A key takeaway: President Biden's goal to resettle 125,000 refugees
per fiscal year "will only be as good as the infrastructure that has
been decimated in recent years" due to the previous
administration's cuts to the refugee ceiling
 (the
cap was set at 15,000 during Trump's last full fiscal year in
office, compared to nearly 100,000 refugees resettled in the last
full fiscal year of the Obama administration). "As we're thinking
about this from a policy standpoint, this is a problem that is more
significant than raising a number," said Travis Wussow, vice president
for public policy at the Ethics & Religious Liberty Commission of the
Southern Baptist Convention. "It's about rebuilding the pipeline for
refugee settlement." 

**BIPARTISAN ACTION** - Sens. Dick Durbin (D-Illinois)
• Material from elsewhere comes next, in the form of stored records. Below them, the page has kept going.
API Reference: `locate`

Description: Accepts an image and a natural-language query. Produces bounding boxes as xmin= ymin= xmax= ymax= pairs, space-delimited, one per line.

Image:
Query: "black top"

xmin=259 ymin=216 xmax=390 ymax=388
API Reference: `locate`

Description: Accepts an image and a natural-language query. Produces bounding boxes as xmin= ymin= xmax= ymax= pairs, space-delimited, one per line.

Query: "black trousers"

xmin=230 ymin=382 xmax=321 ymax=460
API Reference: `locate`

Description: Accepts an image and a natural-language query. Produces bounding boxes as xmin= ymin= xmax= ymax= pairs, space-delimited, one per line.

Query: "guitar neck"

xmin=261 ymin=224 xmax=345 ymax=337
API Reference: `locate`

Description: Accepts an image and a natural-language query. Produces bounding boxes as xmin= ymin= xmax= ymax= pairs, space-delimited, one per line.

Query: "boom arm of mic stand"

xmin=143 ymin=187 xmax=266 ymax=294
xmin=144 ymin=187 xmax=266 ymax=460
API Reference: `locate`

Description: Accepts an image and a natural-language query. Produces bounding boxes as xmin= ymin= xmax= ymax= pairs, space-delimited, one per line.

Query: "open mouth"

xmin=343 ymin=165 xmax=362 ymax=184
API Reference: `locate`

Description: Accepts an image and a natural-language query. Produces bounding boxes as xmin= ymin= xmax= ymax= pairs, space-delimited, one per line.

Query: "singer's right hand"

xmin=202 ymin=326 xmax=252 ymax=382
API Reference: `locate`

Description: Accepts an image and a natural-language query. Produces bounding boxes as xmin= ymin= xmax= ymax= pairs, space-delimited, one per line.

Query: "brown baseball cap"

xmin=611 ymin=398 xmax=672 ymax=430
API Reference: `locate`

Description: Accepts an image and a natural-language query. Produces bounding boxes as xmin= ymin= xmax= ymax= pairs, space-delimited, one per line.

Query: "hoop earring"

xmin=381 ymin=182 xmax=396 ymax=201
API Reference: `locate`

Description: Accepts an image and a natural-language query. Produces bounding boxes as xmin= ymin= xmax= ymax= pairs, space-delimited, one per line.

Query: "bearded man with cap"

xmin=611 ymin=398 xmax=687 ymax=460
and Lindsey Graham (R-South Carolina) are teaming up
to reintroduce DREAM Act legislation next week "that would provide
permanent residency, and eventual citizenship, to immigrants brought
into the country as children who meet education or work requirements,"
Jordain Carney reports for The Hill
. "If
we can reach an agreement soon, very soon, we will have the base bill
reintroduced and then that will be our starting point to build support
as well as consider any additions, too," Durbin told
reporters. Graham added that the new bill "will mirror their
earlier legislative efforts, which he viewed as a starting point for
broader discussions that would also need to include border security."